Als Erik Toms linkes Bein ergriff und zur Seite drückte, hinterließ er mit Sicherheit einen Abdruck. Und der kurze Aufschrei hätte ihn vielleicht stoppen sollen.
‚Diesmal nicht‘, tönte es in Eriks Kopf.
Als Tom versuchte, sich aufzurichten, drückte Erik ihn mit einem kräftigen Stoß wieder zurück in die Laken und legte den Unterarm über die schmale Brust. Zwar konnte Tom durchaus mit ein paar Muskeln aufwarten, aber gegen Erik hatte er wenig Chancen.
„Lass das!“, zischte es sofort unter Erik. Trotzdem hörte er nicht auf.
Die Worte verhallten in seinem Kopf, als wären sie gar nicht existent. Da war nur noch dieser Drang einmal den Ton angeben zu können – die Kontrolle haben. Erik wusste genau, dass Tom nicht auf Kuschelsex stand.
Und auf Blowjobs. Also gab er Tom, was der wollte. Das zufriedene Stöhnen war nicht zu überhören. Toms Hüften stießen nach oben, während seine Hände Eriks blonden Haarschopf genau dort hielten, wo er gerade beschäftigt war.
Mit gebeugten Fingern kratzte Erik an Toms Oberschenkel hinab und erntete dafür ein weiteres unwilliges Zischen. Eine Hand schlug nach seiner, während die andere Eriks Kopf weiterhin in Position hielt.
„Hör auf“, fauchte Tom.
Mit einem Grinsen stemmte Erik sich daraufhin nach oben, was wiederum in einem protestierenden Fluchen resultierte. Natürlich wusste er genau, dass Tom nicht den Blowjob gemeint hatte. Der kleinen Fehlinterpretation konnte Erik jedoch nicht widerstehen.
Hastig krabbelte Tom unter ihm hervor und setzte sich auf. „Was soll das, Erik?“
Der grinste zurück. „Du wolltest ficken, oder nicht? Willst du etwa abstreiten, dass du schon im Bad warst, bevor ich hier aufgetaucht bin?“
Toms Blick war unsicher, aber davon ließ Erik sich nicht beeindrucken – geschweige denn ablenken. Stattdessen beugte er sich vor und presste ihre Lippen gegeneinander.

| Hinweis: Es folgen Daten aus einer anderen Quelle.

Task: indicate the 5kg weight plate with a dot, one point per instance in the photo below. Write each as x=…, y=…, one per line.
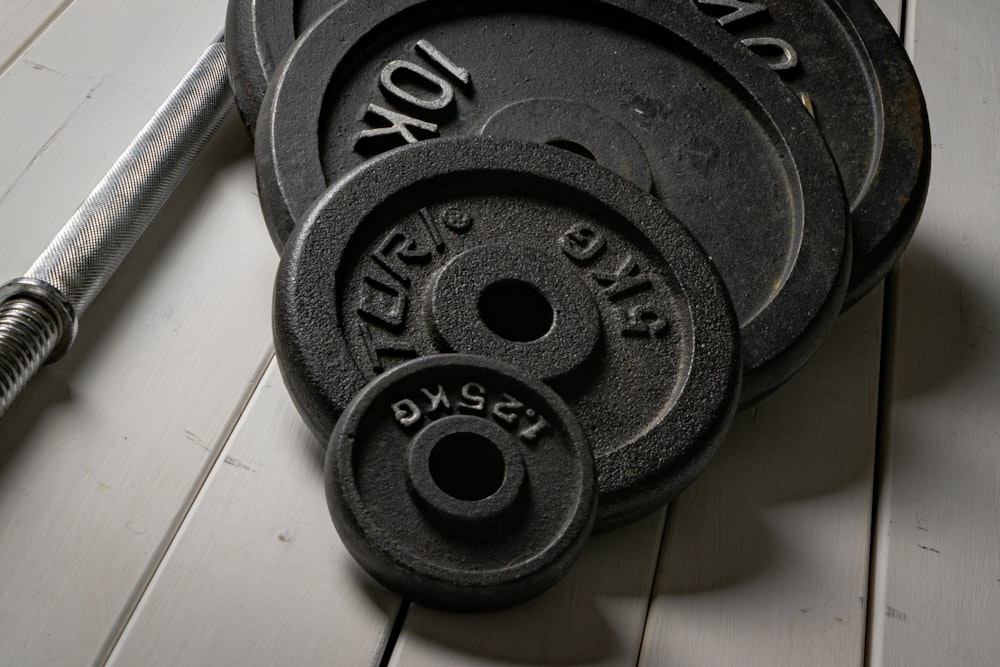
x=847, y=63
x=533, y=256
x=460, y=483
x=650, y=90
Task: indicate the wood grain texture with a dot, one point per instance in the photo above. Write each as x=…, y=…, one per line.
x=594, y=616
x=257, y=574
x=936, y=596
x=765, y=559
x=101, y=455
x=23, y=21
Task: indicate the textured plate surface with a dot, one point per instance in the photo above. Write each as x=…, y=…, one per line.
x=460, y=483
x=846, y=61
x=717, y=137
x=651, y=369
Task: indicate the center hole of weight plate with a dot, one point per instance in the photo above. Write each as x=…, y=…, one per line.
x=572, y=147
x=467, y=466
x=515, y=310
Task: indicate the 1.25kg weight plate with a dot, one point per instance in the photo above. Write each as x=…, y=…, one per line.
x=533, y=256
x=648, y=89
x=846, y=61
x=460, y=483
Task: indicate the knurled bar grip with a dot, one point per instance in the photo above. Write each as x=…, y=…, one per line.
x=39, y=312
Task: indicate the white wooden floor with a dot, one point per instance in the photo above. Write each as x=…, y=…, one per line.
x=161, y=502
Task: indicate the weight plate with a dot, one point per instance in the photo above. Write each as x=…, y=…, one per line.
x=460, y=483
x=533, y=256
x=657, y=92
x=258, y=34
x=846, y=61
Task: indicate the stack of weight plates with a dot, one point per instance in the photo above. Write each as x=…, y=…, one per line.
x=535, y=255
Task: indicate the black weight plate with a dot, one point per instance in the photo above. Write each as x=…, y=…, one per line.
x=460, y=483
x=720, y=140
x=258, y=34
x=533, y=256
x=848, y=64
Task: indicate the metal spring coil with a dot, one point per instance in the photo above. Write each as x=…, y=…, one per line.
x=29, y=332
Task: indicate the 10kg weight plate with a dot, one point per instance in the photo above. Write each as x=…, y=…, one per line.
x=651, y=89
x=533, y=256
x=846, y=61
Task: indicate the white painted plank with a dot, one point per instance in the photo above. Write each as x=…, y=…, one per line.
x=765, y=560
x=594, y=616
x=22, y=21
x=101, y=455
x=257, y=574
x=936, y=595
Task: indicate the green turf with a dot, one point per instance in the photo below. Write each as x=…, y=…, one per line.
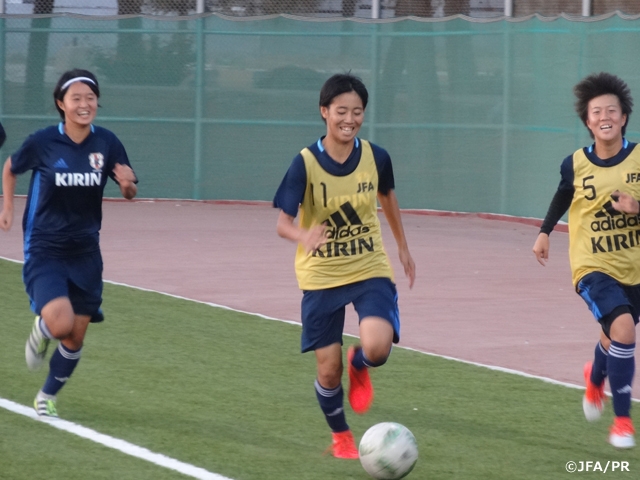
x=230, y=393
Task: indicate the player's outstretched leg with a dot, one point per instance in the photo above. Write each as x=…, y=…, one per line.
x=62, y=364
x=331, y=402
x=360, y=387
x=594, y=375
x=37, y=344
x=621, y=367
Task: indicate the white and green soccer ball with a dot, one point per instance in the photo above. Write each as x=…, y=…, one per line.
x=388, y=451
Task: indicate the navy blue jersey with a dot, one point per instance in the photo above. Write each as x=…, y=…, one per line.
x=291, y=191
x=63, y=214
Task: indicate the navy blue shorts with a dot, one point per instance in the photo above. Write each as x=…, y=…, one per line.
x=77, y=278
x=323, y=310
x=607, y=298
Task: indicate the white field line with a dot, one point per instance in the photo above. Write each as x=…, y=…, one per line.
x=115, y=443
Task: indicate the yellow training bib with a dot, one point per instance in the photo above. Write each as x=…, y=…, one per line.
x=348, y=206
x=600, y=238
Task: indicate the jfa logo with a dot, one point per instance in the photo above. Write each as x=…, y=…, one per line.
x=633, y=177
x=364, y=187
x=96, y=160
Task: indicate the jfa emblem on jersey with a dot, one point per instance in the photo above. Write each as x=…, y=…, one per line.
x=96, y=160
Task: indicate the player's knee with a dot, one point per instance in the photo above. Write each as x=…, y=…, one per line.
x=376, y=357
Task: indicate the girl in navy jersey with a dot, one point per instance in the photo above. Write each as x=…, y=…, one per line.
x=600, y=189
x=336, y=184
x=70, y=164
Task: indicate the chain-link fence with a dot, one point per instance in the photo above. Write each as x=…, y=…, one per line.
x=324, y=8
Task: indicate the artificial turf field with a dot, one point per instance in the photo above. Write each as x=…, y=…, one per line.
x=230, y=393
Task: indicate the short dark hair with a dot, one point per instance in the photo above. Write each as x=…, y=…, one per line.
x=598, y=84
x=343, y=83
x=59, y=92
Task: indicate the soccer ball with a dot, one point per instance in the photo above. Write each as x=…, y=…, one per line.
x=388, y=451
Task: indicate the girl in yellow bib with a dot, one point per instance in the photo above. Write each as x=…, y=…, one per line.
x=599, y=187
x=335, y=184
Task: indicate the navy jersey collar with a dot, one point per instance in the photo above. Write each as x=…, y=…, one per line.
x=333, y=167
x=61, y=128
x=321, y=147
x=624, y=152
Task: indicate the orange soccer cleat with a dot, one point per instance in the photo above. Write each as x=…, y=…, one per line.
x=343, y=445
x=593, y=400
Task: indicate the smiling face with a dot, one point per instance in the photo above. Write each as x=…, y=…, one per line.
x=344, y=117
x=605, y=118
x=79, y=104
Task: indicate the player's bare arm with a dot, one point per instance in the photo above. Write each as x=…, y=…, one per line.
x=541, y=248
x=391, y=210
x=126, y=179
x=8, y=191
x=311, y=239
x=625, y=203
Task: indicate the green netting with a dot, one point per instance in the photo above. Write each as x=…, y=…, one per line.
x=477, y=116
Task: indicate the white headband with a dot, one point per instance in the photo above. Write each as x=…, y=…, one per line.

Ein kurzes Stöhnen, dann öffnete Tom den Mund. Die kurzen Berührungen von Toms Fingern auf Eriks Brust waren geradezu federleicht. Trotzdem ließen sie weiteres Kribbeln in seinen Schritt wandern. Und bevor Erik es sich versah, saß da ein mehr als rolliger Student in seinem Schoß. Nicht ganz da, wo Erik ihn gern gehabt hätte, aber allmählich kamen sie der Sache näher.
Erik keuchte, als der Griff um seinen Ständer fester wurde. Mit einem Ruck zog er Toms Oberkörper zu sich herab, ließ anschließend sein Hände von den Schulterblättern abwärts wandern. Weiter, tiefer, bis Erik endlich die zwei netten, runden Pobacken erneut umgreifen konnte. Straffe, feste Muskeln, die ihm in den letzten Monaten viel Freude bereitet hatten. Etwas mehr als eine Handvoll. Genau die richtige Größe.
Schon ließ Erik seine Finger weitere Erkunden anstellen – den schmalen Spalt entlang, der in dem Ziel so mancher Abende münden würde. Eriks Schwanz hätte gern gezuckt, aber Toms Hand hatte ihn buchstäblich fest im Griff. Stöhnen, bei dem Erik nicht hätte sagen können, von wem es kam.
Als er sich ein weiteres Mal gegen Tom lehnte, schob der ihn sofort zurück. „Du kennst die Regeln“, flüsterte Tom mit einem hinterhältigen Grinsen.
„Komm schon, Tom“, stöhnte Erik gequält. „Lass mir auch einmal die Führung.“
„Ah, ah, ah.“
Erik zog die Arme fester um den Mann in seinem Schoß. Verdammter Mist! Wenigstens einmal wollte er sich in diesen so perfekt erscheinenden kleinen Hintern versenken und selbst dabei den Rhythmus angeben können.
Trotzdem drängte Erik diesmal das Brodeln im Inneren zurück, bis sich der Griff um Tom lockerte. Die Finger, die kurz darauf durch seine blonden Stoppeln fuhren, fühlten sich geradezu sanft an. Verhalten hauchte Erik einen Kuss auf den Nacken vor ihm. Wenigstens etwas, das Tom ihm nicht verwehrte. Es kostete so verdammt viel Kraft, dem beschissenen Drang zu widerstehen. Sich nicht zu nehmen, was er brauchte.
Wäre es denn wirklich falsch ihm nachzugeben? Da entstand so viel dunkler Mist in Eriks Kopf, dass er allmählich keine Ahnung mehr hatte, was davon richtig war. Also machte Erik lieber gar nichts – und überließ Tom ein weiteres Mal die Führung. In der Hoffnung, dass Erik auf diese Weise irgendwann wieder wissen würde, was richtig und was falsch war.